We present here the program and the results of our research for constructing a feasibly running algorithm that once given a collection of unorganised reads (strings of nucleobases A, C, G, T) from a tumour tissue and a healthy tissue of the same specimen, the algorithm searches for mutations of certain types. Which, in turn, when evaluating the number of mutations, categorizing mutations and identifying precise changes in comparison to a normal genome, can lead to better detection, diagnosis and treatment provided healthcare. The algorithm uses the reads to partially assemble the genome, with the help of an external existing de-novo assembly program. Once the reads are mapped into longer sequences, called ‘contigs’, the algorithm uses a dictionary type data-structure to reduce the number of comparisons between them.
- Minia assembler - A short-read assembler based on a de Bruijn graph, the output is a set of contigs. see more at Minia page.
minia command line we used:
./minia -in reads.fa -kmer-size 24 -abundance-min 3 -out output_prefix
The main parameters are:
- reads.fa* – the input file(s)
- kmer-size 24 – k-mer length (integer), the number may vary depending on user choice
- abundance-min 3 - hard cut-off to remove likely erroneous, low-abundance k-mers
- output_prefix – any prefix string to store output contigs as well as temporary files for this assembly
- edit-distance - Python module for computing edit distances and alignments between sequences. see more at edit-distancw page.
in 'main-code' folder run:
python3.6 run_compare_tissues helathy_file_path tumor_file_path output_prefix(optional) test(optional) test_num(optional)
The parameters are:
- helathy_file_path, tumor_file_path - contigs file in FASTA format
- test - this variable designed to assist in the software development process. If 'test' argument exist then the software will only run up to test_num contigs.

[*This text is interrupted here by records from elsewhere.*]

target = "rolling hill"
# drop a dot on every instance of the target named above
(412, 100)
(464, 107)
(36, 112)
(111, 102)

- test_num - int (optional) this parameter used only in case 'test' argument exist
The program outputs three reports:
- An object of mutation_distance containing quantities of point-mutations divided according to their types and nucleotides, in addition to the percentage of mutation per strings’ length.
- Diagrams per mutation type (png files)
- Sampling file that is a collection of already compared strings and the distance between them to illustrate mutations that were found in the genome (txt file).
For example - the replaces diagram as retulted in experiment on 10,000 contigs. The string 'AC' represents that 'A' was in the healthy tissue and was replaced
with 'C' in the tumor tissue and so on.